How does the name of a Eurasian bird end up as a metaphor in working-class conversation in Cleveland? When my parents wished to mock someone who spoke endlessly and mindlessly, they might call him a magpie. It implied empty chatter, noise for its own sake. But why not a myna or parrot, birds they had actually seen? Years later I learned the magpie was renowned for collecting and hoarding shiny objects, which supplied a second useful  avian metaphor. (Think of Rossini’s The Thieving Magpie.)  Off hand, I can’t recall another bird so generous with figures of speech. Mockingbird? Old crow? Eagle-eyed? Owlish? Pigeon-toed?
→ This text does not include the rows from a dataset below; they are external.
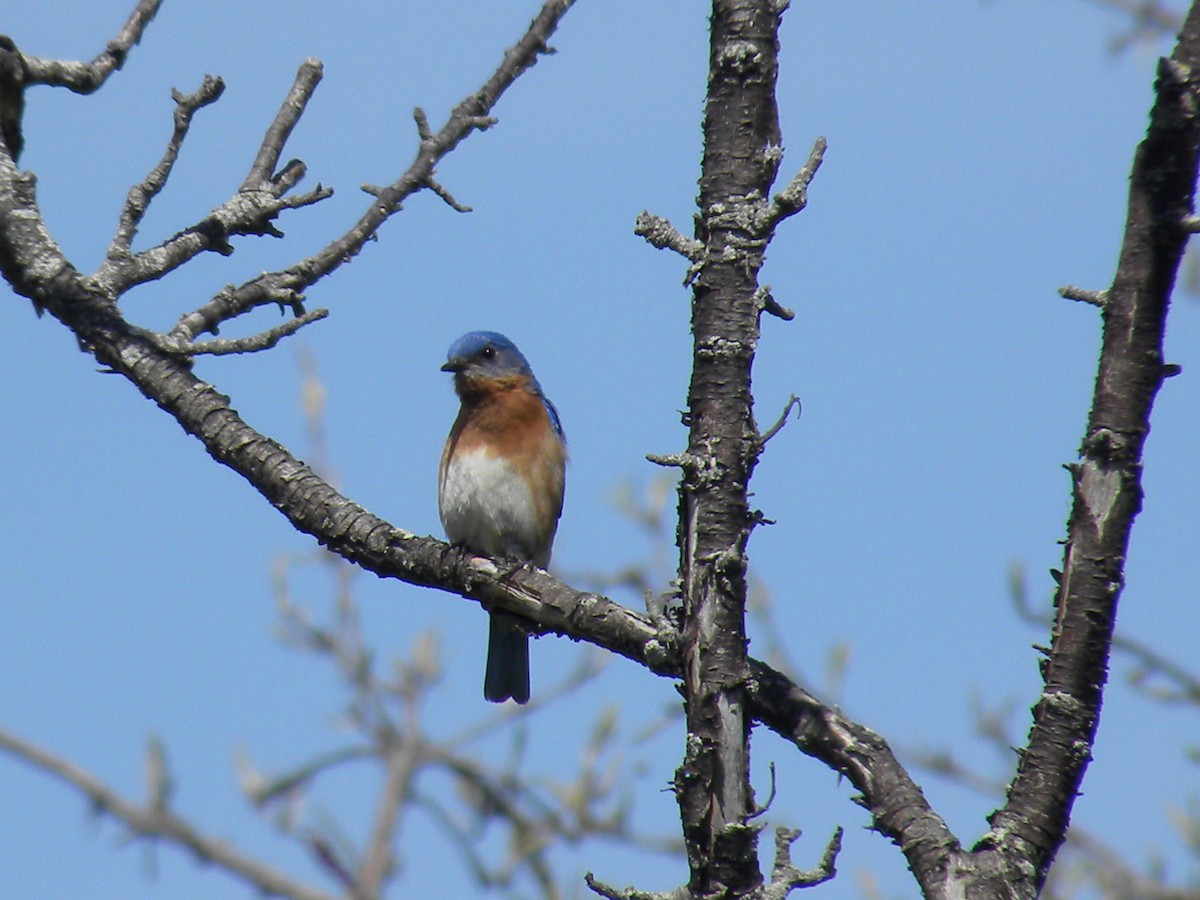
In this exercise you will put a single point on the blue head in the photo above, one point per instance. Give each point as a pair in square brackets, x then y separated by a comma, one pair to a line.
[480, 357]
[486, 354]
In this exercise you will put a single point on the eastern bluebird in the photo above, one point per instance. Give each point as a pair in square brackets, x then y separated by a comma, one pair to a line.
[501, 481]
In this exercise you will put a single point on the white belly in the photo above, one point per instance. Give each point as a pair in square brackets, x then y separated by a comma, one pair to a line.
[487, 507]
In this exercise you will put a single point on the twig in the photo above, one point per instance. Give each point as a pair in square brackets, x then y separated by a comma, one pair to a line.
[12, 96]
[1096, 298]
[660, 233]
[88, 77]
[225, 347]
[280, 130]
[157, 822]
[402, 759]
[249, 211]
[767, 303]
[611, 893]
[792, 401]
[786, 877]
[138, 199]
[472, 114]
[796, 196]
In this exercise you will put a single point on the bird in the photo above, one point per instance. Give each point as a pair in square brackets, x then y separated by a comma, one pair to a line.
[501, 481]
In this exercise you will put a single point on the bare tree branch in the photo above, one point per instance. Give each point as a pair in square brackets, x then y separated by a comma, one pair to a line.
[157, 821]
[1108, 493]
[139, 197]
[88, 77]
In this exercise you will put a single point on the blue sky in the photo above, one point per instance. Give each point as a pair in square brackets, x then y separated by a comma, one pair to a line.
[978, 160]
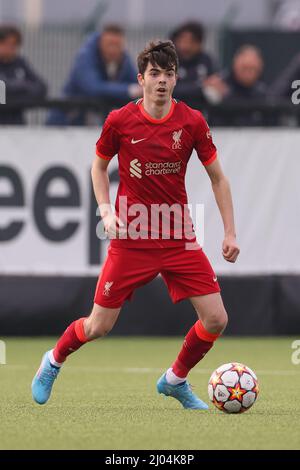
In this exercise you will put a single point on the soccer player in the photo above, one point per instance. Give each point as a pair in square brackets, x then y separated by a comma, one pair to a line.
[154, 138]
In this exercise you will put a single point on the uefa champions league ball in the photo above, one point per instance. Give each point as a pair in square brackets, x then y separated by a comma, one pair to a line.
[233, 387]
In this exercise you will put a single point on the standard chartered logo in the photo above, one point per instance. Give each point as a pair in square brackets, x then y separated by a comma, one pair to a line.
[153, 168]
[135, 169]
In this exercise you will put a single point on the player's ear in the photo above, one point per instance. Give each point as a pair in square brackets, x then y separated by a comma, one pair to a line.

Magpies belong to the genus Pica, which supplies the latter half of the bird’s common name. Magpies are corvids, along with crows, ravens, rooks and jays, among others. These are smart birds. Magpies are among the few non-mammal species able to recognize their own reflection in mirrors. They are tastefully beautiful birds, elegant and classy, with a touch of the aristocratic. In the final lines of “Lord Mayor Magpie,” Eric Ormsby plays with that idea:

“. . . this debonair
line dancer in mid-air,
domino dapper
with morning-coat manners,
stiff tailed, caustic of caw,
parliamentary of demeanour,
our nimble-kneed Astaire

“who refuses all obeisance
to Lagerfeld or Wintour.
His black eye crackles, his attire is dour.
He favours classic all-occasion wear.”

Ormsby has often devoted poems to birds, though not in the Mary Oliver spirit of sensitivity and nature worship. He happily anthropomorphizes them, turning them into character studies. I once called him an “ornithological/Theophrastian maker of verses.”

2 comments:

  1. My soft spot for magpies began with the wonderful Heckle and Jeckle, whose two personalities seem to reflect the complexity you describe.

    ReplyDelete
  2. There is one other bird that is probably more "generous with figures of speech." The ubiquitous, unflappable chicken.